Başvurucu, Bölge Mahkemesinin özellikle, bir bölge rahibi olarak başvurucunun oğlunun daha fazla eleştiriye açık bir “kamu figürü” olduğuna, davanın kapsamının ve başvurucunun oğluna ilişkin fotoğrafların yayınlanmasının haklı bir gerekçe ile yasaklanmış olmadığına karar vermiştir.
Nihayetinde, daha sonraki mahkeme işlemlerinin ardından başvurucu, açıkça dayanaktan yoksun olduğu beyan edilen bu karar için Anayasa Mahkemesi’ne bir şikayette bulunmuştur. Anayasa Mahkemesi ise alt derece mahkemelerinin başvurucunun iddialarını ele aldığını ve gerekçelerini anayasaya uygun olarak sunduklarını tespit etmiştir.

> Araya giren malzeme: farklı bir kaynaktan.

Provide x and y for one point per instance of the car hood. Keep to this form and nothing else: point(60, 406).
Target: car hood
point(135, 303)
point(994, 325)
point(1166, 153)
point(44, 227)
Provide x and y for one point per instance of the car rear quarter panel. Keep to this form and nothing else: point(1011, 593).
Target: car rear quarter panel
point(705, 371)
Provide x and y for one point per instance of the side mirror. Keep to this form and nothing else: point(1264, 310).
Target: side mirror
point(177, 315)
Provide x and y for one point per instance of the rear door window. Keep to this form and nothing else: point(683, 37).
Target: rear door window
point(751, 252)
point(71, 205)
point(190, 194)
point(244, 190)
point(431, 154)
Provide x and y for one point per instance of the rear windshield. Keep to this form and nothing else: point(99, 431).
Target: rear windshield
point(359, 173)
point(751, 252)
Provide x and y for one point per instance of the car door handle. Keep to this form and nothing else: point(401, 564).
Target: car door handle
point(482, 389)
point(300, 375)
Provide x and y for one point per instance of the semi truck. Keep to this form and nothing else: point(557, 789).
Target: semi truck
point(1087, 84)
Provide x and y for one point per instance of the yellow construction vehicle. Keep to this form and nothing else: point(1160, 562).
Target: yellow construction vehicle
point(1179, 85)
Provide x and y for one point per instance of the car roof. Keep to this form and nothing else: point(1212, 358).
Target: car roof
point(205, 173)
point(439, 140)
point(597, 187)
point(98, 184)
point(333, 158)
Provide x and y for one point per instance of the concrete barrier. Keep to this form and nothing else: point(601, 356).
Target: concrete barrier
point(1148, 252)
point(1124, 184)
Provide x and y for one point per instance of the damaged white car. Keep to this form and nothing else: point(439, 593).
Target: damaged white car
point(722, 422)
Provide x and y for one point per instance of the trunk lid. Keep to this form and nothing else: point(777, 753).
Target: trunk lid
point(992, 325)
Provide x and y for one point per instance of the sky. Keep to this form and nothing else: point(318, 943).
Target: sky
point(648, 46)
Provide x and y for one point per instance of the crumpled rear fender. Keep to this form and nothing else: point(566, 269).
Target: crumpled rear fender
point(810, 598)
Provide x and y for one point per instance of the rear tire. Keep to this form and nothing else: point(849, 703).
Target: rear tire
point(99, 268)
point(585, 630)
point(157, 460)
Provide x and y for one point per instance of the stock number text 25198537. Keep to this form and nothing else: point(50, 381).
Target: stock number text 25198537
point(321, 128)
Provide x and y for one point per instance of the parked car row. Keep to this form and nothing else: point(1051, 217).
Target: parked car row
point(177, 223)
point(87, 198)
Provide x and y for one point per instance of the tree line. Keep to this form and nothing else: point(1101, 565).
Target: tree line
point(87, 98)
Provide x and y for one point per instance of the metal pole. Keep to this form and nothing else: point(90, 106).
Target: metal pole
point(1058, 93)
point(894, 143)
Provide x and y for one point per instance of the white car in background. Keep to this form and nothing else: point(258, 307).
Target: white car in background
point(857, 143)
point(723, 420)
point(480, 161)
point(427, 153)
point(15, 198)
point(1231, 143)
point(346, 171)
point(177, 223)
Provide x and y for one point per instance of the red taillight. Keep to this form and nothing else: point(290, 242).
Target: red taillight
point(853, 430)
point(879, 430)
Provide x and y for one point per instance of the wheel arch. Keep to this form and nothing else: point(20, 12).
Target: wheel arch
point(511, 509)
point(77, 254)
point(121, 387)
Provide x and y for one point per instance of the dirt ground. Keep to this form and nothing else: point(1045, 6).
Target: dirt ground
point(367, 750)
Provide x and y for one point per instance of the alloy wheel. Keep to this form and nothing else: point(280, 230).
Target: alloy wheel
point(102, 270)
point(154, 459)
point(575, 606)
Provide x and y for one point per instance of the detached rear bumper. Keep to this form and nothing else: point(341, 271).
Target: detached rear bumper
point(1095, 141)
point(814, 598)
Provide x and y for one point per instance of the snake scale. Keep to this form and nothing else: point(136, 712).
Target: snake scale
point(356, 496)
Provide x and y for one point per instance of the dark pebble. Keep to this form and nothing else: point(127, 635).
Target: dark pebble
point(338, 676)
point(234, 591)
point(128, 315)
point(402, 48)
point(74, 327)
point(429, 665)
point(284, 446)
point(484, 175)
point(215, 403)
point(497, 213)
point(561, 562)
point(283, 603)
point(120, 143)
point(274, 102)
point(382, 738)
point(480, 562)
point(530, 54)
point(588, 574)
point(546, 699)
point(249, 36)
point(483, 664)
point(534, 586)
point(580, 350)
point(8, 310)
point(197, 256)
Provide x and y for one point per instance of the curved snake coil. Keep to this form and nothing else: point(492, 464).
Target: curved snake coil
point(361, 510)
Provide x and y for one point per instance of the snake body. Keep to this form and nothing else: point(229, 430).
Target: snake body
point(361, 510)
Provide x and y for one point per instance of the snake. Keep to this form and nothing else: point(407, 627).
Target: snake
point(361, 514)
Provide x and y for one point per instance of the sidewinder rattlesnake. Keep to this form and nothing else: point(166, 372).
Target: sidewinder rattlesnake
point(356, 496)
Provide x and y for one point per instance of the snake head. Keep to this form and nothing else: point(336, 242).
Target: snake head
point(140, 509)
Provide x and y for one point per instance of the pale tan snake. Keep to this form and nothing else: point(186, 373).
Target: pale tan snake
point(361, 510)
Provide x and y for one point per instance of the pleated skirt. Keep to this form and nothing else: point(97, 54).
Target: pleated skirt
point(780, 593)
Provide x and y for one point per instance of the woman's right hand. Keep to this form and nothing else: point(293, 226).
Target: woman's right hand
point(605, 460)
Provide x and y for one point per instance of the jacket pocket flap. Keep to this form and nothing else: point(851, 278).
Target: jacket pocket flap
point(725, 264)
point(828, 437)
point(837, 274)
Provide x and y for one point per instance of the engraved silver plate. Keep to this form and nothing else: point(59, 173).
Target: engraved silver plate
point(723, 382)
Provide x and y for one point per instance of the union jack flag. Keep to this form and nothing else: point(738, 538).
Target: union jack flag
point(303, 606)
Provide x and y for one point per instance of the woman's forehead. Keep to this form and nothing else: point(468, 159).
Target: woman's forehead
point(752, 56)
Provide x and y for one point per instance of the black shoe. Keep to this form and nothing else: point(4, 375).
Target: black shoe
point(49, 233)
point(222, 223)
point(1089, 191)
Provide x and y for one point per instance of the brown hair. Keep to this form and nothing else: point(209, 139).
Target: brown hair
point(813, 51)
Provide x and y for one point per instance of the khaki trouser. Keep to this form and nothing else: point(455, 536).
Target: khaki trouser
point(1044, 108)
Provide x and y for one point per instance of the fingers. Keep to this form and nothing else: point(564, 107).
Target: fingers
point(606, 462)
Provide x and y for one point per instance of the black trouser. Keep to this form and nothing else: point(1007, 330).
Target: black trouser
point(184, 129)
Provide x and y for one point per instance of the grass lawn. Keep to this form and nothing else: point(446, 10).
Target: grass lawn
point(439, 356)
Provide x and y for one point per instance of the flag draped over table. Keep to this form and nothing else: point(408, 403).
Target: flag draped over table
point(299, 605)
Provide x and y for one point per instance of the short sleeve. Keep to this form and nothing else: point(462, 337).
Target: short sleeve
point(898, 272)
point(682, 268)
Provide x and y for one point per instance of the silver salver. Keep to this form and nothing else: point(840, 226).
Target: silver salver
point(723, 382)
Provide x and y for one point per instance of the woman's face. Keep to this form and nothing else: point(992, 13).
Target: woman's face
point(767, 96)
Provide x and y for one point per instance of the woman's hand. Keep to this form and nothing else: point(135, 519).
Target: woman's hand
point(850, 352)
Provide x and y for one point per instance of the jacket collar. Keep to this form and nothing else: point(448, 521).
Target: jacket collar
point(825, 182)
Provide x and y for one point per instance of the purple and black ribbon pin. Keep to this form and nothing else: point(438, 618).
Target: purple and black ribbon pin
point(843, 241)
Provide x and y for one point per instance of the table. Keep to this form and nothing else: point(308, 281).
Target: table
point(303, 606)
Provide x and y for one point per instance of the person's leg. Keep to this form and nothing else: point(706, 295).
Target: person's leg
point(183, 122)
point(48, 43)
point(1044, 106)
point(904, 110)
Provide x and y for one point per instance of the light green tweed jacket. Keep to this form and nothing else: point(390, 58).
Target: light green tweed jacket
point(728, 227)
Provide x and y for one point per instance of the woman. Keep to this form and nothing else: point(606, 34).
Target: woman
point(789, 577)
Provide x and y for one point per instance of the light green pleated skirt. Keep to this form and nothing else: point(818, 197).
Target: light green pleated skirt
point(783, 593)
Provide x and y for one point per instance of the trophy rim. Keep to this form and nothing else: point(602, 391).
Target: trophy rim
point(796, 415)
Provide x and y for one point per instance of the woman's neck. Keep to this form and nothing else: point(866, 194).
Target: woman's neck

Başvurucunun İhlal İddiaları
Başvurucu, 8. maddeye (özel hayata ve aile hayatına saygı hakkı) dayanarak, gazete yayıncılarına karşı davasının reddedilmesinin Sözleşme haklarının ihlali anlamına geldiğinden şikayetçi olmuştur.
Başvuru, 5 Mayıs 2017 tarihinde İnsan Hakları Avrupa Mahkemesi’ne yapılmıştır.
Mahkeme’nin Kararı
Madde 8 (özel hayata saygı hakkı)
Mahkeme, başvurucunun söz konusu makalelerden doğrudan etkilendiğini tespit etmiştir. Yerel mahkemeler, rahiplerin kamuya mal olmuş kişiler olarak muamele görebileceğini tespit etmiş olsalar da, başvurucunun oğlu, Mahkeme’ye göre, tanınmış bir halk figürü veya yüksek rütbeli bir Kilise üyesi değildir. Bir bireyin cezai bir mahkûmiyetinden sonra, özellikle de sona ermiş bir mahkûmiyetinden sonra, topluma yeniden entegrasyonuna yardımcı olarak unutulma hakkını saklı tutulduğunu belirtmiştir. Mevcut davada Mahkeme, başvurucunun oğlunun şartlı tahliyesini tamamladığını ve mahkûmiyetin sona erdiğini kaydetmiştir.
Mahkeme, bir değer yargısının bile Sözleşme kapsamında adil kabul edilmesi için yeterli gerçeklere dayanması gerektiğini yinelemiştir. Bir değer yargısı ile bir olgu beyanı arasındaki fark, nihai olarak, kurulması gereken olgusal kanıtın derecesinde yatmaktadır. Bu davada söz konusu makalelerde, başvurucunun oğlunun mahkûm edilmesine yol açan gerçekler olarak anlamsız ve doğrulanmamış ifadeler sunulmuştur. Değer yargılarını ayırt etmedeki bu başarısızlık, başvurucunun oğlunun vefatını haber vermeleriyle ilgili olarak özellikle göze çarpmaktadır. Mahkeme, yerel mahkemelerin konuyla ilgili tüm unsurları ve mevcut delilleri yeterli bir şekilde değerlendirmediğini tespit etmiştir. Üstelik gazetecilerin anlamsız açıklamalarının sorumlu gazetecilik olmadığını da belirtmiştir.
Mahkeme, önceki davalarda olduğu gibi, Katolik bir din adamı tarafından cinsel istismar konusunun kamu yararına olduğunu kabul etmiştir. Ancak, bu davadaki sansasyonel makaleler, bu konunun kamuoyunda tartışılmasına pek bir katkı sağlamamıştır.
Genel olarak, Mahkeme, yerel mahkemelerin başvurucunun özel hayat hakkı ile gazetenin ifade özgürlüğü hakkını dengelemediğini ve bunun 8. maddenin ihlaline yol açtığını tespit etmiştir.
Adil tazmin (Madde 41)
Mahkeme, Slovakya’nın başvurucuya manevi tazminat olarak 5.000 Euro (EUR); masraf ve giderler için 267 Euro ödemesine karar vermiştir.